Bakan “Yeni hal yasası yürürlüğe girince, inşallah komisyonculuk tarihe karışacaktır” demiştir.

KOMİSYONCULAR VEYA KABZIMALLAR

Öncelikle şunu söyleyeyim. Ecevit’ten bu yana perakendecilik çok değişti. Türkiye’de 90.000 kadar bakkal yanında 25.000 süper market var. Modern perakendeciler, ister yaş, ister kuru gıda; ister et, ister balık olsun tedarik zincirinde “ithalat-üretim-fasonculuk-toptancılık” gibi alanlara da el atmış ve entegre hale gelmiştir. Halleri de içeren geleneksel “iş bölümlü”  tedarik zinciri halen varlığını sürdürmektedir. Bu yapılanmanın temel işlevi piyasa fiyatının oluşmasını sağlamaktır.

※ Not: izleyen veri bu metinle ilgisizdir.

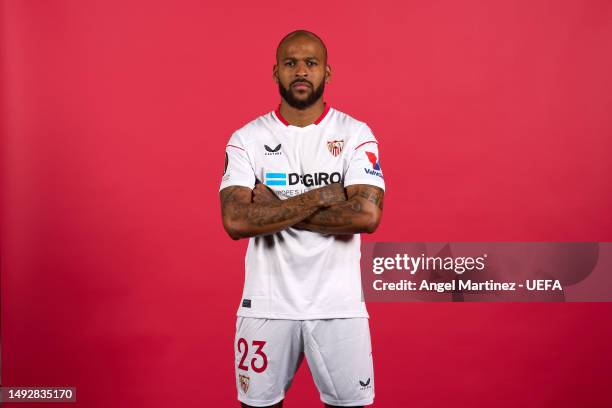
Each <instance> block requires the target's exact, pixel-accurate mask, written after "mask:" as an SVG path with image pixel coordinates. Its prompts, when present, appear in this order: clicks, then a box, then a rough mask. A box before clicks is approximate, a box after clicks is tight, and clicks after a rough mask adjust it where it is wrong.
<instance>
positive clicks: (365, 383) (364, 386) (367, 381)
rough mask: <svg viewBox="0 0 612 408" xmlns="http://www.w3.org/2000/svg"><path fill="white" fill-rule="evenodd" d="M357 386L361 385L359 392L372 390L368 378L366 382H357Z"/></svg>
mask: <svg viewBox="0 0 612 408" xmlns="http://www.w3.org/2000/svg"><path fill="white" fill-rule="evenodd" d="M359 385H361V388H359V389H360V390H361V391H365V390H367V389H369V388H372V386H371V385H370V379H369V378H368V379H367V380H366V382H363V381H361V380H359Z"/></svg>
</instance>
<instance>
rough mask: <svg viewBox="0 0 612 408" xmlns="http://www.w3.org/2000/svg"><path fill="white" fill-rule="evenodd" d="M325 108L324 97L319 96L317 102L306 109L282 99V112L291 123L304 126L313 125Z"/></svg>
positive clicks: (299, 125) (280, 111) (299, 126)
mask: <svg viewBox="0 0 612 408" xmlns="http://www.w3.org/2000/svg"><path fill="white" fill-rule="evenodd" d="M324 110H325V104H324V103H323V98H319V99H318V100H317V101H316V102H315V103H313V104H312V105H310V106H309V107H308V108H306V109H304V110H299V109H296V108H294V107H292V106H290V105H289V104H288V103H287V102H286V101H285V100H284V99H281V106H280V114H281V115H282V116H283V118H285V120H286V121H287V122H289V124H290V125H293V126H299V127H304V126H308V125H312V124H313V123H314V122H315V120H317V119H318V118H319V117H320V116H321V115H322V114H323V111H324Z"/></svg>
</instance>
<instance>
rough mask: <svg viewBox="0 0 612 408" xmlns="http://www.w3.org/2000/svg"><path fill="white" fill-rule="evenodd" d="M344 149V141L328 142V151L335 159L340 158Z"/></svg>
mask: <svg viewBox="0 0 612 408" xmlns="http://www.w3.org/2000/svg"><path fill="white" fill-rule="evenodd" d="M343 147H344V140H328V141H327V149H328V150H329V152H330V153H331V154H332V156H334V157H338V155H339V154H340V153H342V148H343Z"/></svg>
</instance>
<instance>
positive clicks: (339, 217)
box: [255, 184, 384, 234]
mask: <svg viewBox="0 0 612 408" xmlns="http://www.w3.org/2000/svg"><path fill="white" fill-rule="evenodd" d="M346 192H347V195H348V200H347V201H342V202H340V203H338V204H335V205H333V206H330V207H328V208H322V209H319V210H317V211H316V212H314V213H313V214H312V215H311V216H309V217H308V218H306V219H304V221H302V222H299V223H297V224H295V225H294V227H295V228H298V229H306V230H309V231H313V232H320V233H322V234H359V233H362V232H366V233H368V234H371V233H372V232H374V231H375V230H376V228H377V227H378V224H379V223H380V217H381V215H382V208H383V197H384V191H383V190H382V189H381V188H378V187H375V186H371V185H369V184H356V185H352V186H348V187H347V188H346ZM298 197H299V196H298ZM255 201H259V202H280V200H279V199H278V198H277V197H276V195H274V193H273V192H272V191H270V190H269V189H268V188H267V187H265V186H262V188H261V189H260V190H259V192H258V194H257V195H256V197H255Z"/></svg>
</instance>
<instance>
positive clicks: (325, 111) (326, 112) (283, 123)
mask: <svg viewBox="0 0 612 408" xmlns="http://www.w3.org/2000/svg"><path fill="white" fill-rule="evenodd" d="M323 103H324V105H325V108H324V109H323V113H322V114H321V116H319V117H318V118H317V120H315V121H314V124H315V125H318V124H319V123H321V121H322V120H323V119H325V116H327V113H328V112H329V109H330V108H331V106H330V105H329V104H327V103H325V102H323ZM274 115H275V116H276V118H277V119H278V120H279V121H280V122H281V123H282V124H283V125H285V126H292V125H290V124H289V122H287V120H286V119H285V118H283V116H282V115H281V114H280V103H279V104H278V106H277V107H276V109H275V110H274ZM307 126H310V125H307ZM296 127H299V126H296ZM304 127H306V126H304Z"/></svg>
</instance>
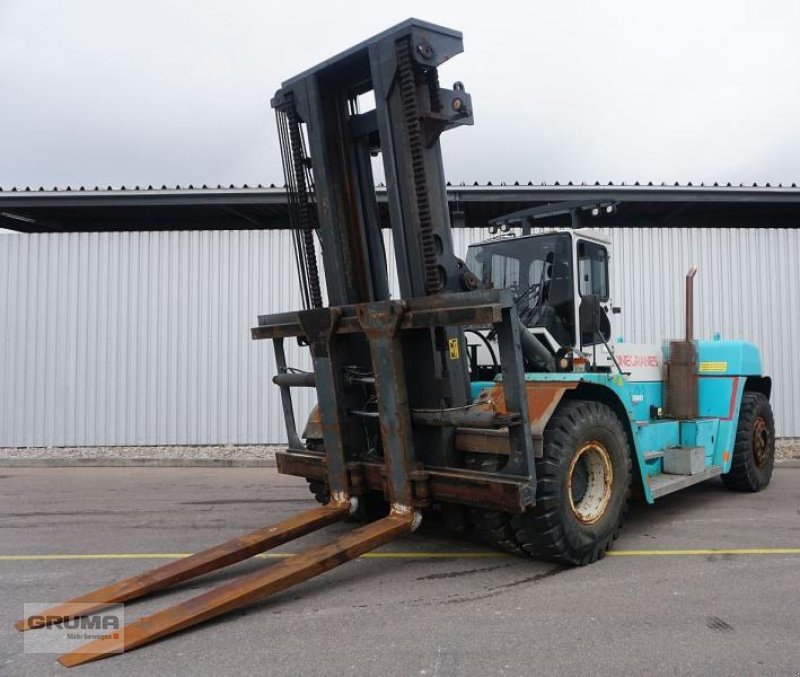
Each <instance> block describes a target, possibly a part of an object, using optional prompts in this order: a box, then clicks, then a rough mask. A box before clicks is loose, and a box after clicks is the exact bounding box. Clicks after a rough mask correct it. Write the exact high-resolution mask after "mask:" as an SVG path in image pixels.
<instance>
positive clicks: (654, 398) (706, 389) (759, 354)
mask: <svg viewBox="0 0 800 677" xmlns="http://www.w3.org/2000/svg"><path fill="white" fill-rule="evenodd" d="M696 345H697V352H698V372H699V393H698V398H699V400H698V405H699V414H700V418H698V419H695V420H685V421H677V420H663V419H659V418H654V417H653V416H652V415H651V411H653V412H654V411H655V410H656V408H658V407H661V406H663V382H662V381H644V382H630V381H629V380H628V379H627V378H626V377H625V376H623V375H621V374H619V373H613V372H612V373H610V374H609V373H594V372H592V373H575V372H570V373H529V374H526V380H528V381H533V382H556V381H563V382H575V381H578V382H579V383H586V384H594V385H597V386H602V387H604V388H608V389H609V391H610V392H611V393H613V395H614V396H615V397H616V398H617V400H618V401H619V403H620V404H621V405H622V407H623V408H624V409H625V411H626V412H627V415H628V424H629V426H630V432H631V439H632V440H633V446H634V453H635V454H636V458H637V460H638V464H637V465H638V469H639V471H640V473H641V480H642V488H643V490H644V495H645V498H646V499H647V501H648V502H649V503H652V502H653V500H654V499H653V495H652V493H651V491H650V486H649V483H648V477H649V476H652V475H658V474H661V473H662V472H663V458H662V455H661V454H660V453H658V452H661V451H663V450H664V449H667V448H669V447H676V446H686V447H703V448H705V451H706V454H705V458H706V467H711V466H718V467H720V468H721V469H722V472H723V473H726V472H728V470H729V469H730V465H731V460H732V456H733V445H734V438H735V436H736V427H737V423H738V419H739V408H740V406H741V403H742V394H743V392H744V389H745V383H746V380H747V377H748V376H761V356H760V354H759V351H758V348H757V347H756V346H754V345H753V344H752V343H747V342H744V341H719V340H715V341H697V342H696ZM664 350H665V352H666V351H667V350H668V348H667V347H665V348H664ZM665 357H668V355H666V354H665ZM492 385H494V384H493V383H492V382H486V381H482V382H476V383H474V384H473V396H476V394H477V393H479V392H480V391H482V390H483V389H484V388H486V387H488V386H492ZM579 387H580V386H579ZM651 407H653V408H654V409H652V410H651Z"/></svg>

Ortada “çok satıcı ve çok alıcı” vardır. Bunlar “HÂL” gibi bir yerde buluşmalıdır ki,  “piyasa fiyatı” serbestçe ve doğru noktada, yani arz ve talebin eşitlendiği yerde teşekkül etsin.
Kabzımallar (komisyoncular) tüccar değildir ve olmamalıdır. Onlar üreticinin temsilcisidir. Sistemin ayrılamaz bir parçasıdır. Antalyalı, İzmirli veya Adanalı üreticinin kendi malını İstanbul’a kendisinin getirmesi ve burada manavlara kendisinin satması gayri iktisadidir. Zaten imkânsızdır.
Haller ıslah edilebilir, IT hizmeti ve online işlemler yaygınlaştırılabilir, mafyalaşmış çeteler varsa temizlenebilir ama “komisyonculuk ve stokçuluk (?)” ortadan kalkamaz. Zorla kaldırılmak istenirse ortaya katı devletçi, verimsiz ve halkın vergileriyle varlığını sürdüren asalak bir yapı çıkar. Her şey daha pahalı hale gelir. Paralel piyasalar oluşur.
Son söz: Dünyada görülmemiş bir şey aslında yoktur.